OP- read Posie's post up there, you already know he's still seeing this woman (whether or not it is now platonically)(and I very much doubt it is given that he doesn't care enough about saving your feelings, let alone your marriage, by ending his friendship with her) Can you really stand that feeling you are going to have, every time he's 5 mins late, every time he answers the phone and you don't know who it is?

desperatewife · 20/04/2010 14:34

I have spoken to the OW. She denied having slept with him (she didn't realise that he had actually confessed it to me) although she admitted being involved with him. There is no doubt that she is an excellent, convincing and polite bare faced liar, but as you say, it's no good for my marriage either way.

I know my DH is a selfish idiot. I just wish he wasn't.

OP posts:
mrsboogie · 20/04/2010 14:37

"I am putting up with this shitty treatment because I cannot accept that my marriage is probably a failure.

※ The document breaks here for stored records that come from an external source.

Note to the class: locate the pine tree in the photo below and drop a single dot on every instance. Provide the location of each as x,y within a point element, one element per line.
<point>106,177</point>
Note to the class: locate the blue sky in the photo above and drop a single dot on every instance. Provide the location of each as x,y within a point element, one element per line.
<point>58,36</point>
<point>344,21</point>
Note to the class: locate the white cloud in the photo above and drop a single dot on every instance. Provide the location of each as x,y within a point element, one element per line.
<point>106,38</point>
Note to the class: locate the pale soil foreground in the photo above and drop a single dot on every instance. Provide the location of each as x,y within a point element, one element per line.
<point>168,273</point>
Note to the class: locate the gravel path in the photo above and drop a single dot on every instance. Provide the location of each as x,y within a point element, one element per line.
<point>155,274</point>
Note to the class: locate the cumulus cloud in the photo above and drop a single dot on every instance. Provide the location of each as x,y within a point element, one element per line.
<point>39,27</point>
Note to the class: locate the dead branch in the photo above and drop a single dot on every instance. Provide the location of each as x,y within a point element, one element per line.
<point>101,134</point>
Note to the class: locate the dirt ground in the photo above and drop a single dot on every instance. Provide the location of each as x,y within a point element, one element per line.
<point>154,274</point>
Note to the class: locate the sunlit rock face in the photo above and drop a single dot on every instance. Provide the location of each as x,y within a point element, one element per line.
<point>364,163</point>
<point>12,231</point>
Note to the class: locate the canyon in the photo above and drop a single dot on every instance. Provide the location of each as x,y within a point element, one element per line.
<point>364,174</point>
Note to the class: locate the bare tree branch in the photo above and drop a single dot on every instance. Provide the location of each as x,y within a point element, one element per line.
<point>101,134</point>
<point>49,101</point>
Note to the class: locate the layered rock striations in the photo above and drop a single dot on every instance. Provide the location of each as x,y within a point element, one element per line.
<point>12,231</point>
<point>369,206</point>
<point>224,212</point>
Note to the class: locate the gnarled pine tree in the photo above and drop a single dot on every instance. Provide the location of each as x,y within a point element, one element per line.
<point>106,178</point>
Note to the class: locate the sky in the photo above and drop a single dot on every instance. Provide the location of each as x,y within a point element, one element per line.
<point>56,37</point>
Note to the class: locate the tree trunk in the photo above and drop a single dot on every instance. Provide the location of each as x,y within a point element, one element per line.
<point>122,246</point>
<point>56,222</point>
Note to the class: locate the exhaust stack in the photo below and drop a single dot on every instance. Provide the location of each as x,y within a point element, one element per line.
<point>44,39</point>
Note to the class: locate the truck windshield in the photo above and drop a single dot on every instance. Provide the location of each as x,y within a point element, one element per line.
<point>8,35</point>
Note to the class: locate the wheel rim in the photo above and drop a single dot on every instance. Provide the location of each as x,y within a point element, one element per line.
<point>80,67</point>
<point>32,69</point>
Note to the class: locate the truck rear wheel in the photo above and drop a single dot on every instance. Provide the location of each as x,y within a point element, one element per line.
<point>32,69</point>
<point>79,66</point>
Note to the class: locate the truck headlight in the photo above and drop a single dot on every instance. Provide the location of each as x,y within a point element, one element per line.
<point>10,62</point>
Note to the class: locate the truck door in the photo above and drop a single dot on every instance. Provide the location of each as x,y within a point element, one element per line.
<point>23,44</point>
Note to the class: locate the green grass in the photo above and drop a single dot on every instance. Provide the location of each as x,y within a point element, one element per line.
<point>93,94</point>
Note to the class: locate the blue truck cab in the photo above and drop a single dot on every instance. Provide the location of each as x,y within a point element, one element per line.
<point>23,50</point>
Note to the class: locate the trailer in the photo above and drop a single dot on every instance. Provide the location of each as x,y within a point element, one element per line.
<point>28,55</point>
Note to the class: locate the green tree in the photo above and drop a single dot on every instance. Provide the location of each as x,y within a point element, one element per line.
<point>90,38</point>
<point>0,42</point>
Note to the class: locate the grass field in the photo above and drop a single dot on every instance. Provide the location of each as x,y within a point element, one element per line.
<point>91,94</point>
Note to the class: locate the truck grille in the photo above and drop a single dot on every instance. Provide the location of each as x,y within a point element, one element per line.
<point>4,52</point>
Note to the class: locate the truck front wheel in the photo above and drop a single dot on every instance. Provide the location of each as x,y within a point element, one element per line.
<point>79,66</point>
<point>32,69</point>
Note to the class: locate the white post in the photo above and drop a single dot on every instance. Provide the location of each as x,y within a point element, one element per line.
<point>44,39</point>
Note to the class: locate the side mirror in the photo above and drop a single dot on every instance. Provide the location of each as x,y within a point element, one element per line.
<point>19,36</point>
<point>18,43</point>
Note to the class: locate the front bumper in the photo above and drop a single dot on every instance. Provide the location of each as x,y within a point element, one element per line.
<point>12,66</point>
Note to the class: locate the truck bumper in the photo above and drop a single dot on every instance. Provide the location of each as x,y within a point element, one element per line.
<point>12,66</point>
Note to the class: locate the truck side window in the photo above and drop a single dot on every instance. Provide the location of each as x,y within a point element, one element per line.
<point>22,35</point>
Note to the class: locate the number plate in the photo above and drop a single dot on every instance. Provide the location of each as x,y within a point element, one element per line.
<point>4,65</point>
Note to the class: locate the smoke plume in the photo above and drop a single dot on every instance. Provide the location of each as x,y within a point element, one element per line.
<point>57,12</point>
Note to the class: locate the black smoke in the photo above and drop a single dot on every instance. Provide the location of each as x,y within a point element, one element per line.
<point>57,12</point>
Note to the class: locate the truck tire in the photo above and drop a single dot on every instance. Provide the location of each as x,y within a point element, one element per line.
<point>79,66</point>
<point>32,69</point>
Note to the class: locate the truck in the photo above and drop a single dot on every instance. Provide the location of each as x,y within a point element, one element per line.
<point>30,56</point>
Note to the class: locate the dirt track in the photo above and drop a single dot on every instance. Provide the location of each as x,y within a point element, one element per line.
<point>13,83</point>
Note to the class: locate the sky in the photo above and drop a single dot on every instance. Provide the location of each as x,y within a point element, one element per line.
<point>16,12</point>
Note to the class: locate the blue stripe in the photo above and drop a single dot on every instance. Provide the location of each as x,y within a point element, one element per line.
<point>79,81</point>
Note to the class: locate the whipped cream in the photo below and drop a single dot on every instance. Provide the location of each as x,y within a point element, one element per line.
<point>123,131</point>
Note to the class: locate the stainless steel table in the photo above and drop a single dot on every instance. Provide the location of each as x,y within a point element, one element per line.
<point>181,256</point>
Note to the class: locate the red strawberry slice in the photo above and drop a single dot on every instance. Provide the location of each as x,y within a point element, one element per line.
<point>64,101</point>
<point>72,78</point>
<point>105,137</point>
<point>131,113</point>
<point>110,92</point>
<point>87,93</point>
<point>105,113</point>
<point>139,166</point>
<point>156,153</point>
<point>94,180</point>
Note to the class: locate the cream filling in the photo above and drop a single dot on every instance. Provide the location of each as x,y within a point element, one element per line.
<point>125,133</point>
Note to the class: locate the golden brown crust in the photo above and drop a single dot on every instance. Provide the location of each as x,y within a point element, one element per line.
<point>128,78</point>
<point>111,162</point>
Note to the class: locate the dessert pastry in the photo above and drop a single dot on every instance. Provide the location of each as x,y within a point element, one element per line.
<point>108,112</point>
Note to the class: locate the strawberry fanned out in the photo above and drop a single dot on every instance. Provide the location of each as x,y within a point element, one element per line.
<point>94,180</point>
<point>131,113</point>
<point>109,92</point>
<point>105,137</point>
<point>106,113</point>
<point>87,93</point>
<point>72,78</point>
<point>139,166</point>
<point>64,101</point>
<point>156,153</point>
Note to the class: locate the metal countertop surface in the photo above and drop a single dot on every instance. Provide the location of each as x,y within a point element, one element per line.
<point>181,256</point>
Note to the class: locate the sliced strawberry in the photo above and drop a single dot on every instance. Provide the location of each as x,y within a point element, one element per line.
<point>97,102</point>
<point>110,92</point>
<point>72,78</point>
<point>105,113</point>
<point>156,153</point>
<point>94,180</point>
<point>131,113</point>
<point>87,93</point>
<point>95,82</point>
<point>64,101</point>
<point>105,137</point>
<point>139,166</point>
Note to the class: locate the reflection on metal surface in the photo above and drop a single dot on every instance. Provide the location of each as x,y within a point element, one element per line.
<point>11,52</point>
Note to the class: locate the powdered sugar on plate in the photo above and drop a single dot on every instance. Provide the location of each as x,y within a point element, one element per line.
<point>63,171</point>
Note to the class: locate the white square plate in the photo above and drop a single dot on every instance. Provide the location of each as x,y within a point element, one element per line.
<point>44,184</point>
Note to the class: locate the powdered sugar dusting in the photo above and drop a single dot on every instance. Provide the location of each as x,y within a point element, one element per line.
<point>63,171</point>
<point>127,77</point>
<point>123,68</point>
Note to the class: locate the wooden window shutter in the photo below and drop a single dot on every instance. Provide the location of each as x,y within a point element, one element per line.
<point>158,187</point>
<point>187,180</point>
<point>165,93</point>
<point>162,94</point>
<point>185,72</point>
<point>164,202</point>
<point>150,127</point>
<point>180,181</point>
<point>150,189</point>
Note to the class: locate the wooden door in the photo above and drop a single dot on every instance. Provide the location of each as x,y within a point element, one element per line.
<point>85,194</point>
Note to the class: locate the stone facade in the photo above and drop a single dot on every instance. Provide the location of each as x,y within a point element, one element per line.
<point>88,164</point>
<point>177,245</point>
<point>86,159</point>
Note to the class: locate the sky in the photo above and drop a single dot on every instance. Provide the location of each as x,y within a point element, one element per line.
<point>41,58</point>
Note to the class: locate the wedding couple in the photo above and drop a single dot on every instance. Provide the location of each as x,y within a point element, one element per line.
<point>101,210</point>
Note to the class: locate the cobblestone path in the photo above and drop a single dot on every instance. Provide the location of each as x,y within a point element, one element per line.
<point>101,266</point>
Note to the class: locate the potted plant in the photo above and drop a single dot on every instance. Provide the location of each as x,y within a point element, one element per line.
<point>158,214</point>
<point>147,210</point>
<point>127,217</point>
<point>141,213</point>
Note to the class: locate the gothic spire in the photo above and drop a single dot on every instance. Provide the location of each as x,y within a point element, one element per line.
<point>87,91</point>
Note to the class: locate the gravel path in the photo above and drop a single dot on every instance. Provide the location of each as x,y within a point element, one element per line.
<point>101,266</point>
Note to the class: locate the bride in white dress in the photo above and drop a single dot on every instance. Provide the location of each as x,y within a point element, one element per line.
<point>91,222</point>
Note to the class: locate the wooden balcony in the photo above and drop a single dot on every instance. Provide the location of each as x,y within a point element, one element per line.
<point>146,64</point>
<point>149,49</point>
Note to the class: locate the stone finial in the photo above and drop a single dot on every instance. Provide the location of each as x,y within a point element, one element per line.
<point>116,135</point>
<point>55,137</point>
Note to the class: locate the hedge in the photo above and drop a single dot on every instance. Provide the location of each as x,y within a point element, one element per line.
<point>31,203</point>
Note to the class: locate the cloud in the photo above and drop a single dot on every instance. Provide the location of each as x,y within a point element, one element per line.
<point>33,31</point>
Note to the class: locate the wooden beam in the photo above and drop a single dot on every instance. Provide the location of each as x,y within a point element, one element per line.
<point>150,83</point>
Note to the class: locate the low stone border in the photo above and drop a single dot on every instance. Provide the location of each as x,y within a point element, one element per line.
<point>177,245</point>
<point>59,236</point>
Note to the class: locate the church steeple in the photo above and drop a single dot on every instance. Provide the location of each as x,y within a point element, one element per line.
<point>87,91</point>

My own parents are divorced and I refuse to accept that for my own children who are both still preschoolers if there is any chance I can rectify the situation. In the absence of severe abuse/severe neglect etc, I think me and DH have a responsibility to sort this out given how young our DC are. I married for life and I still intend to be married for life."

that's all very well but he clearly doesn't feel the same way OP or he wouldn't still be carrying on with her.

If she isn't pregnant to him now she will be soon.If she is having unprotected sex in mid-cycle she is clearly trying to get pregnant. Once that happens they will have stripped you of any control you may think yo have now.

JustAnotherManicMummy · 20/04/2010 14:41

Oh dear.

ChickensHaveSinisterMotives · 20/04/2010 14:47

Wishing won't make it so. He is a selfish idiot. Put yourself and your children first.

AnyFucker · 20/04/2010 14:57

what everyone else said

OP, are you seeing a pattern emerging on this thread yet ?

GeekOfTheWeek · 20/04/2010 15:49

Nothing extra to add.

Fwiw I also think he is still with the ow and isn't too bothered about you and your feelings. You can't make a marriage work if he doesn't want to. I think you should be trying to retain your dignity and self respect.